A research design refers to how you go about conducting your research. The choice of a research strategy is largely determined by the type of research question, the available means, and the units of analysis. Most introductory text books (including the one written by Earl Babbie, which is used at this faculty) do not distinguish clearly between research designs and data collection methods.
Research designs that can be used to explain things can be broadly categorised as either (quasi-)experimental, and as non-experimental. Within these two broad categories there are several sub-categories, depending on factors such as the number of groups analysed, the number of times each case is observed, and the number of cases.
(Quasi-)Experimental designs
Experimental designs refer to the broad category of research designs that involves at least two groups, administering a treatment and observing the consequences. Within this category, various sub-categories exist, depending on:
- How many groups are examined. A two-group design involves one control group and one treatment group. A factorial design involves several treatment groups, relating to different independent variables and different levels of these variables.
- How subjects are allocated to different groups. In true experiments, subjects are allocated to different groups on the basis of random assignment. In quasi-experiments, subjects are not allocated to different groups on the basis of random assignment.
- How many times the groups are observed. In post-test only designs, observations are only made after the treatment is administered. In pre-test post-test designs, observations are made both before and after the treatment is administered. When a series of observations are made before and/or after the treatment the design is even more complex.

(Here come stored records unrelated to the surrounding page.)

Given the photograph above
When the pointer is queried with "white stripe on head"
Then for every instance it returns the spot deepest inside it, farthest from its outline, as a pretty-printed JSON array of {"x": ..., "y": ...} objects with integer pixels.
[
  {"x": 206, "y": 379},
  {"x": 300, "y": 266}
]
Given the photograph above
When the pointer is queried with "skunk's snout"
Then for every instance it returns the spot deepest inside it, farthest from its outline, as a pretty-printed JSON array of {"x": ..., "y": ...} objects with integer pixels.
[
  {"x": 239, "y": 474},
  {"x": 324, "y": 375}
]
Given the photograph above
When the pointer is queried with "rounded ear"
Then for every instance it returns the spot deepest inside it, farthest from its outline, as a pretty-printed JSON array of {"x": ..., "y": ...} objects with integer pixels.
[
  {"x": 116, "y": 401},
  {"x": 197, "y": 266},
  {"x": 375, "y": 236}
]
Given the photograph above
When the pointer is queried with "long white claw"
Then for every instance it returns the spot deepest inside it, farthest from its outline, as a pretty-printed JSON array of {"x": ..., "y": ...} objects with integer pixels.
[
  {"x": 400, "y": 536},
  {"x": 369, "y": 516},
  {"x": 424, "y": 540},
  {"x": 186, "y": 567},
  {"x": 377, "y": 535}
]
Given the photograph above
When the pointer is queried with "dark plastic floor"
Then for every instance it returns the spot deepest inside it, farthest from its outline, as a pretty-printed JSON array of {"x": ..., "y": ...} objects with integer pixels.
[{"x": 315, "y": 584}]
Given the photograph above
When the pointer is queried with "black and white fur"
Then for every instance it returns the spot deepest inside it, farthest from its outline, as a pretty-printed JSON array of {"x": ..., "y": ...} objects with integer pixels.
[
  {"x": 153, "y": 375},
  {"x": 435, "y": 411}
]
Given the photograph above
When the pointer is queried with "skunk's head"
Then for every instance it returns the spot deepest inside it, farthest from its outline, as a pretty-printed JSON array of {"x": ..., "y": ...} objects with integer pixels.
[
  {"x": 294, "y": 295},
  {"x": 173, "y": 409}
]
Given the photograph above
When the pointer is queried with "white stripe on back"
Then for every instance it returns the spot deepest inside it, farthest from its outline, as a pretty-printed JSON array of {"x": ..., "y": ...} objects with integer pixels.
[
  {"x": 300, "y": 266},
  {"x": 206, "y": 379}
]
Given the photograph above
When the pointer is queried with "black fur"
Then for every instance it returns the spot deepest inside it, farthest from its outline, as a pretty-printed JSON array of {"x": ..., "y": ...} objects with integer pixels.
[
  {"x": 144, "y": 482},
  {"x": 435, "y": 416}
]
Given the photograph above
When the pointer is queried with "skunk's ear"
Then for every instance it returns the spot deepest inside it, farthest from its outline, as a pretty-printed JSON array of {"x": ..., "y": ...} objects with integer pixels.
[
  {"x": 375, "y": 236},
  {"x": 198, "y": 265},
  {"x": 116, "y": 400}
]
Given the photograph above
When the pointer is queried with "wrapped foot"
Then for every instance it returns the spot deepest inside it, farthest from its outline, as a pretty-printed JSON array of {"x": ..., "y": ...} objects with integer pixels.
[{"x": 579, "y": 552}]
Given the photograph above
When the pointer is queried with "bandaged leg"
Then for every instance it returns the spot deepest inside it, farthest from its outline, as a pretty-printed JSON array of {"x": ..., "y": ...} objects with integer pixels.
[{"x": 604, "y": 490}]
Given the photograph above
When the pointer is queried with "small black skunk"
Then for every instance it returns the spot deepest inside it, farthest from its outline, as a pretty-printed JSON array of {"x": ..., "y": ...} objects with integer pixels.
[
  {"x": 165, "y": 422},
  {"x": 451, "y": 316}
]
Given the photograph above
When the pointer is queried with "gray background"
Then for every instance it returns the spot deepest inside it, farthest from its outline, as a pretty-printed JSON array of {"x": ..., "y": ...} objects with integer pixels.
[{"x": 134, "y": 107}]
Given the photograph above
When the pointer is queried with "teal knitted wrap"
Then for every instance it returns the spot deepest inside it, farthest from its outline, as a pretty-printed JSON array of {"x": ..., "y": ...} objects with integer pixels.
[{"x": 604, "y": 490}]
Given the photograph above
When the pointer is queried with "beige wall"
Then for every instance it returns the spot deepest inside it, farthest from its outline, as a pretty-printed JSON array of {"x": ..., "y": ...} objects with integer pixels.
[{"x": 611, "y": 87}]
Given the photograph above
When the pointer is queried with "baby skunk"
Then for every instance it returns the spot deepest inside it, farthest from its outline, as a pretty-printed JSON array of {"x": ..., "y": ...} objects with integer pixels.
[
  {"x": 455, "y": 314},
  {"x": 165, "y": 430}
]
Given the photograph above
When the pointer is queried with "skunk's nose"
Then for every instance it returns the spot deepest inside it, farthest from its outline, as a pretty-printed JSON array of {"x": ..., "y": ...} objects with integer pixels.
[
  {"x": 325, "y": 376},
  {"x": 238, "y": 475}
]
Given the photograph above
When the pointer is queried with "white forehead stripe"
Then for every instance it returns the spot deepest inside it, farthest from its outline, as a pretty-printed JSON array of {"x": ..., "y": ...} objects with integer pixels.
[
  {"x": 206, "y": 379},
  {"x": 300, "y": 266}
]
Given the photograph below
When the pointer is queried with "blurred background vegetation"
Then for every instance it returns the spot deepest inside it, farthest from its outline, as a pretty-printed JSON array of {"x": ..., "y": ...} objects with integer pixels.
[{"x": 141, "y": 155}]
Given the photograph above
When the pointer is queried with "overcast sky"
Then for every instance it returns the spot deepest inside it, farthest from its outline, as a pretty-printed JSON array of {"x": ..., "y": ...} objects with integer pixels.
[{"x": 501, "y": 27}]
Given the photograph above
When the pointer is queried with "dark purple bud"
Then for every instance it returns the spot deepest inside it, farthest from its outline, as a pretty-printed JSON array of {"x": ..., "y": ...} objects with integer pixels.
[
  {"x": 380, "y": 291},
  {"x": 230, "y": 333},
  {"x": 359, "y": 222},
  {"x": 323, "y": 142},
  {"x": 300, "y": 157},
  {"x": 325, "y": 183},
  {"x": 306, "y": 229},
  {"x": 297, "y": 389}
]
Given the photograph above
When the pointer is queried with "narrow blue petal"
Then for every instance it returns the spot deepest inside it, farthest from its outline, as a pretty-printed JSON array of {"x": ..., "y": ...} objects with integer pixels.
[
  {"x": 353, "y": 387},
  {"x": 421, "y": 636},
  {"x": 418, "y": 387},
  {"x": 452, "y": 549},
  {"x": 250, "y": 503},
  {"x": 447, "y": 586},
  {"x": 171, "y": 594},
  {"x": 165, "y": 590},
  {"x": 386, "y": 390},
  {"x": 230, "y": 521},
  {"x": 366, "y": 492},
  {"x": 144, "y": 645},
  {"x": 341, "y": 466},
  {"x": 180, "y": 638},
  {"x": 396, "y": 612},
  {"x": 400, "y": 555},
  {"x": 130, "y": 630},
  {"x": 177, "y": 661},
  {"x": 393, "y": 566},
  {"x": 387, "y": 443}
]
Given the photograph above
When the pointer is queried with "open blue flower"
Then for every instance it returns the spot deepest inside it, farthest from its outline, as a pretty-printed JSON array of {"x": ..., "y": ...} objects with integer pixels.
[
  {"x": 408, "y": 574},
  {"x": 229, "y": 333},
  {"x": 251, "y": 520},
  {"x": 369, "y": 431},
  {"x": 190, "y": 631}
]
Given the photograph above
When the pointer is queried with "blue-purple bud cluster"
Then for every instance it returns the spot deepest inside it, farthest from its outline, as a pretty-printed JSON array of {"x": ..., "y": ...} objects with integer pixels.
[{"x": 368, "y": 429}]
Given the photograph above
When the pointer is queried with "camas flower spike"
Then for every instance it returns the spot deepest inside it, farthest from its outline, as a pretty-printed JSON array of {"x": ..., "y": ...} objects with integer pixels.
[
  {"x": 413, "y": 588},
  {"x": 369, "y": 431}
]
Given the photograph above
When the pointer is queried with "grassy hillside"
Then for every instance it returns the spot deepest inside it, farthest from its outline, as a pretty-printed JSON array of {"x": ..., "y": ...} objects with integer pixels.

Experiments (preferably using random assignment) are generally the best way to make valid causal inferences; however, many research questions are not amenable to experiments and the external validity of experiments is disputed.
Non-experimental designs
Non-experimental designs involve making observations with a single group. Within this category, various sub-categories exist, depending on:
- How many cases are studied. Quantitative non-experimental designs involve a large number of cases, often chosen by random selection, are also called ‘correlational designs’; qualitative designs involve a small number of cases or a single case.
- The number of time points at which observations are made. In cross-sectional designs observations are made at one point in time. In longitudinal designs repeated observations are made over time. Longitudinal designs can be further distinguished depending on whether the same units of observation are observed over time (panel studies), whether the same cohort is followed over time (cohort analysis) or whether only a series over random samples is used with different units of observation (trend studies).
Quantitative, non-experimental designs can be used to make accurate descriptive inferences about a population. This means they are strong at external validity. As ‘correlational designs’ they are also used to tackle explanatory questions. Qualitative research is the best approach to gaining insights into a topic with a view to developing hypotheses (exploratory research). Qualitative designs are also used to provide tentative tests of hypotheses on research questions that cannot be answered using experiments or quantitative non-experimental designs. The external validity of qualitative designs, however, is disputed. An extensive overview of qualitative designs can be found here.
Readings
Basic readings
- Babbie, Earl (2020). The Practice of Social Research (15th edition). Cengage. Chapter 4.
- Shadish, William R., Thomas D. Cook and Donald T. Cambell (2002). Experimental and Quasi-Experimental Designs for Generalized Causal Inference. Boston: Houghton Mifflin. Chapters 1, 4-6.
- De Vaus, David (2001). Research Design in Social Research. London: Sage.
Additional readings
- Spector, Paul E. (1981). Research Designs. Beverly Hills: Sage.
- Przeworski, Adam and Henry Teune (1970). The Logic of Comparative Social Inquiry. Malabar, Florida: Kreidger Publishing Company.
- King, Gary, Robert O. Keohane and Sidney Verba (1994). Designing Social Inquiry: scientific inference in qualitative research. Princeton: Princeton University Press.
- Lieberson, Stanley (1985). Making it Count: the improvement of social research and theory. Berkeley: University of California Press.
- Yin, Robert K (1994). Case Study Research: Design and Methods (2nd edition). Thousand Oaks, California: Sage.